The understanding is that the sale will take place at a price below the market informed by Petrobras. The action was also brought by Senator Jacques Wagner (PT), former governor of Bahia.
The unions use a study by Ineep (Institute of Strategic Studies of Petroleum, Natural Gas and Biofuels) that shows the true value between R $ 17 billion and R $ 21 billion. BTG Pactual, on the other hand, stipulates a negotiation for 35% (R $ 5 billion) less than due.
On February 8, the oil company reported that the Mubadala fund made the best bid in the competition for the refinery, with an offer of US $ 1.65 billion (about R $ 8.8 billion, at the current price).
According to Petrobras, the completion of the sale of the Landulpho Alves Refinery (Rlam), located in São Francisco do Conde, still depends on the approval of competent bodies.
If confirmed, it will be the state’s first refinery sale operation, since the company opened a process to seek interested parties for eight of its 13 refineries in 2019, on the grounds that it needs to focus its efforts on the exploration of the pre-salt.
Deyvid Bacelar, president of FUP, stated that the transaction is harmful to Petrobras and, consequently, to the public coffers and the Brazilian population.

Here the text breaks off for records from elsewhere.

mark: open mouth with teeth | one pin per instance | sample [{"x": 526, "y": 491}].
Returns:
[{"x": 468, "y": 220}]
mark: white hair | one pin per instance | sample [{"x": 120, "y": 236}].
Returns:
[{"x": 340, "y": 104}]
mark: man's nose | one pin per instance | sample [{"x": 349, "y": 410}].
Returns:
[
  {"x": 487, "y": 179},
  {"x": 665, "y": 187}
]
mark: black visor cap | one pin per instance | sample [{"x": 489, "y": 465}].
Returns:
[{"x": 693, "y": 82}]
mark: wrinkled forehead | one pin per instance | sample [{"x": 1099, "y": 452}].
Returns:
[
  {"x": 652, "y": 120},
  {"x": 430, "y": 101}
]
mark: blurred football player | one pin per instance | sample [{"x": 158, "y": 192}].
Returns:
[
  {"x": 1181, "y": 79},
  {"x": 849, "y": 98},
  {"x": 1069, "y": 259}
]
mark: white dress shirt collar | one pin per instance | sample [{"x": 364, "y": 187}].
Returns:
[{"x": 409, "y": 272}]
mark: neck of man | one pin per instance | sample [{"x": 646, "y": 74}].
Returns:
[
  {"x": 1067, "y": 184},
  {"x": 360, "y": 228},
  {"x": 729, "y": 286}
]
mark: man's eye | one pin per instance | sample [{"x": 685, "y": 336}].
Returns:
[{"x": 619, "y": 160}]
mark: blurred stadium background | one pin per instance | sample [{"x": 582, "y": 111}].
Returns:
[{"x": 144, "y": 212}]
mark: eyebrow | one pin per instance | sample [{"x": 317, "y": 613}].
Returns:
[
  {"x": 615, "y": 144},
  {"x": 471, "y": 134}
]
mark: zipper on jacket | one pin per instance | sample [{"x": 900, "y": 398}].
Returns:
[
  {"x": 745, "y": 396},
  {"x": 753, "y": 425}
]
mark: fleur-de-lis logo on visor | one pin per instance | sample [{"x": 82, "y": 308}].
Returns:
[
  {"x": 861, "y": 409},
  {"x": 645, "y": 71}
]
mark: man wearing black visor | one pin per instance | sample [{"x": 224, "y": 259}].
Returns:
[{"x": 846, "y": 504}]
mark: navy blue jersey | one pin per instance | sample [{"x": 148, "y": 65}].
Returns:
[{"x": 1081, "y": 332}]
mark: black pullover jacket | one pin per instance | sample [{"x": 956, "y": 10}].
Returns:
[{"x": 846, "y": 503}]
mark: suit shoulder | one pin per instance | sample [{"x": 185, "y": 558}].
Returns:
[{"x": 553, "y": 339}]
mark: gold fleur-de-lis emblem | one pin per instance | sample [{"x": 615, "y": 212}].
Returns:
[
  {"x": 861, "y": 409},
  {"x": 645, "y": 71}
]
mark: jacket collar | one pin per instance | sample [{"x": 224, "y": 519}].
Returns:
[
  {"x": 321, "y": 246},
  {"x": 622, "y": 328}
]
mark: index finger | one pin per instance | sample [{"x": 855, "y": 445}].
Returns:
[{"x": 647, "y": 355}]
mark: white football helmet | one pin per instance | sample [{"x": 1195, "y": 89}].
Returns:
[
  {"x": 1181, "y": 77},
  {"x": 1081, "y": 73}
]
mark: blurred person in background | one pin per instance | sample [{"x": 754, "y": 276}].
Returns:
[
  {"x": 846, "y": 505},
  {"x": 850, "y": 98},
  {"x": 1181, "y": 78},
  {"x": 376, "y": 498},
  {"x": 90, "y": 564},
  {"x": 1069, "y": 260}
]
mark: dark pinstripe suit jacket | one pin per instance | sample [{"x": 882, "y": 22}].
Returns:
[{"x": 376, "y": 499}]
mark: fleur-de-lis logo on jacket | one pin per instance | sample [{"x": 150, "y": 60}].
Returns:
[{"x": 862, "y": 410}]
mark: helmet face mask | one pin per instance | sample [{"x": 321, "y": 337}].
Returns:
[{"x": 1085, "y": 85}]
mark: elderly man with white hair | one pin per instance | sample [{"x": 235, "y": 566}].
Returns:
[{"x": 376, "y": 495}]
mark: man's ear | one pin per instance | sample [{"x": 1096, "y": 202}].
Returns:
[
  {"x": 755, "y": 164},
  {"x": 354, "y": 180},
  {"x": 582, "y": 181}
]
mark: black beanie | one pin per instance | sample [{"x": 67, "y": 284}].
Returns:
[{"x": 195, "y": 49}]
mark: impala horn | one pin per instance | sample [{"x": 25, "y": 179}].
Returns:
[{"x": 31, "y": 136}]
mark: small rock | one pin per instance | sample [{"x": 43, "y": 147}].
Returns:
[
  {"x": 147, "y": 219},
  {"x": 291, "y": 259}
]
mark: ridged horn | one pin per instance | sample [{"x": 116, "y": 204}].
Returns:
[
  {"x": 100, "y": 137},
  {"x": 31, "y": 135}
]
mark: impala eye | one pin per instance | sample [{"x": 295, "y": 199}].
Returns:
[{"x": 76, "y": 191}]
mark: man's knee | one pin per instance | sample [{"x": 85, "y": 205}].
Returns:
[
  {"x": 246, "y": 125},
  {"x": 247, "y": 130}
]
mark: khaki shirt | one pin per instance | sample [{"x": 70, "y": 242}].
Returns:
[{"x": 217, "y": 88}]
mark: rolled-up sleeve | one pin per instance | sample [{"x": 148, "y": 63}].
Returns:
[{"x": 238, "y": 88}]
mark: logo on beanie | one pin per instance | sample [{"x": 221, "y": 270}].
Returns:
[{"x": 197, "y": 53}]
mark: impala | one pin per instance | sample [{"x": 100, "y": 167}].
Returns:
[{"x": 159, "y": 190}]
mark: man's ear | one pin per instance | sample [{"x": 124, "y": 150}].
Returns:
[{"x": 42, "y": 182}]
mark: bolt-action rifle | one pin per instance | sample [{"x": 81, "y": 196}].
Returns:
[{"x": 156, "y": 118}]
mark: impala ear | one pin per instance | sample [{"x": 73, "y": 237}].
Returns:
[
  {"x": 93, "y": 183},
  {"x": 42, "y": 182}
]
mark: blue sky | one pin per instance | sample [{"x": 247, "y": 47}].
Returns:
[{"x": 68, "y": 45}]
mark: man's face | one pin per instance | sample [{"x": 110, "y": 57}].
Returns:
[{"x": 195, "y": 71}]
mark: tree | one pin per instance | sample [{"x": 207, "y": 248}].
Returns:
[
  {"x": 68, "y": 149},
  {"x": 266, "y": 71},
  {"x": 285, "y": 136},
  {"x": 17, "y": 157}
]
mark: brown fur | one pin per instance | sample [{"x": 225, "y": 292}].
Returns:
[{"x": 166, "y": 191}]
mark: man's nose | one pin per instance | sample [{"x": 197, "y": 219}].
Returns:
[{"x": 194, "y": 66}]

“In addition to the absolutely low price charged, the refinery was crucial to minimize the damage from the pandemic on Petrobras’ financial results in 2020,” Bacelar told sheet.
He points out that for several months the refinery led the production of fuel oils by the state-owned company, especially bunker oil (fuel for ships) with low sulfur content, which has been in great demand in the world.
“Therefore, to sell the refinery and seven others, as the current management of the company proposes, is to deliver the goose that lays golden eggs at a bargain price”, criticized the president of FUP.
The tanker points out that the transaction would mean throwing out Petrobras’ integration and verticalization, as are the world’s major oil companies, to make it a mere crude oil exporter.
Petrobras, in turn, stated that it establishes a value range that guides the transaction that considers the technical, productivity and potential characteristics of the asset, as well as the corporate scenarios for planning, such as the price of oil and the exchange rate .
In addition, the oil company says it has independent opinions from specialized institutions to evaluate the transactions and certify whether the sale value is fair from a financial point of view.
“These evaluations are independent made with the institution’s vision for the asset”, says the state-owned company, in a note sent to the report.
Petrobras adds that the sale will only be approved if it meets the assumptions stipulated in the process, including the value range estimated by the state company and the evaluation of the independent financial advisor.
In cases where these conditions are not met by the offers, the divestment process does not proceed to the following steps, as occurred with the sale of the Presidente Getúlio Vargas Refinery, in Paraná.